Но к репертуару мы перейдем чуть позже. Сейчас несколько слов о Пушкине, живописном дачном месте по Троицкой (ныне Ярославской) железной дороге — немного дальше, чем Мытищи. Место это стало своего рода колыбелью «нового театра». (Замечу на всякий случай, что никакого отношения к великому поэту название места не имеет, а имеет, по мнению историков, к его дальнему родственнику — боярину XV века по имени Григорий Пушка.) Здесь Станиславский наметил первый сбор труппы и сколько-то месяцев репетиций. В Пушкине сняли дачный участок, на котором был объемистый сарай, а неподалеку от него несколько дачек. В дачках жили актеры и актрисы, в сарае наскоро оборудовали сцену и небольшой зрительный зал. Справа и слева были две уборных — «мужская» и «женская». В первый же день Станиславский, назначенный перед поездкой главным режиссером и директором будущего театра, накрыл стол, поздравил всех присутствующих и произнес небольшую речь. В частности, он сказал: «Мы приняли на себя дело, имеющее не простой частный, а общественный характер.

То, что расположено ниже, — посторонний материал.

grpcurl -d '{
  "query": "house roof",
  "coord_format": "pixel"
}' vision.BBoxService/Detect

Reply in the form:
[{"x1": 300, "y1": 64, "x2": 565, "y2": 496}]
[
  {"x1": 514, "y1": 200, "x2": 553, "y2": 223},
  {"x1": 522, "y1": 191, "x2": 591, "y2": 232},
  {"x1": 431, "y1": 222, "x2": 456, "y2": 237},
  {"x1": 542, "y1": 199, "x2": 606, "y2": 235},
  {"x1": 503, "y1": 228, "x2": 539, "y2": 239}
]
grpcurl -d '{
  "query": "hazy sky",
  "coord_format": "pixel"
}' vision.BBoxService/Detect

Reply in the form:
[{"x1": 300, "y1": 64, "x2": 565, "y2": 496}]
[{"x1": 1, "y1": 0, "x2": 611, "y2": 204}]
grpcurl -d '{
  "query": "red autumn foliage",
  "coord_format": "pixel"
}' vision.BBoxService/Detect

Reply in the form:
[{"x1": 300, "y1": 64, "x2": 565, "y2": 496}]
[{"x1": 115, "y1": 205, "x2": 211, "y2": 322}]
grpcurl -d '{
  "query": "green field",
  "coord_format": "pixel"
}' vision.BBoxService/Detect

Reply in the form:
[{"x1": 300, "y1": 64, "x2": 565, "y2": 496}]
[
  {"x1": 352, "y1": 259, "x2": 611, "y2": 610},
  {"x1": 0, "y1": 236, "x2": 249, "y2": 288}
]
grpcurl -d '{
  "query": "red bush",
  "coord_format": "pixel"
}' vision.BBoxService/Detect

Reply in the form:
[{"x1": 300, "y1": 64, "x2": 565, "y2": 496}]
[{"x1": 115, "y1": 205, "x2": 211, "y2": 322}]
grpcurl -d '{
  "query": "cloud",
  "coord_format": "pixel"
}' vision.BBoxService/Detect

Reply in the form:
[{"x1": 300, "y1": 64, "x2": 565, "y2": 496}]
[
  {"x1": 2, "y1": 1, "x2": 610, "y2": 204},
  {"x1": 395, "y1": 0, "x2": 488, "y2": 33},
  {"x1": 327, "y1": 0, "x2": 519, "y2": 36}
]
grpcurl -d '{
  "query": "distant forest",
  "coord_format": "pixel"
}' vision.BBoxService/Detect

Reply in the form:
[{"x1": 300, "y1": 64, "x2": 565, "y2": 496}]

Не забывайте, что мы стремимся осветить темную жизнь бедного класса, дать им счастливые эстетические минуты среди той тьмы, которая окутала их». При этом подчеркнул, что «общедоступность» театра не означает отказа от девиза «искусство для искусства».

Эта расхожая формула резанула слух молодого Мейерхольда. Для него служение искусству могло вдохновляться лишь одним идеалом — служением народу. Народ, понятное дело, подразумевался в самом что ни на есть высоком демократическом толковании. Позднее, когда вырабатывался корпоративный устав Художественного театра — а Мейерхольд принимал в этом активное участие, — он поставил условием: коллектив должен знать, что он играет, зачем он это играет и для кого он это играет. Последний вопрос был для него риторическим: уроки Ремизова давали себя знать.

В Пушкине актеры жили общиной. Все делали своими руками — и готовили, и стирали, и мели комнаты, и ставили самовар. Ссоры почти не случались. Одна из них — по сути, просто бабья склока — повергла Станиславского в такую грусть, что он не постеснялся публично заплакать. «Как же так можно? — всхлипывал он, сидя в сторонке на пеньке. — Из-за чепухи, ерунды какой-то, губить всё наше дело?!»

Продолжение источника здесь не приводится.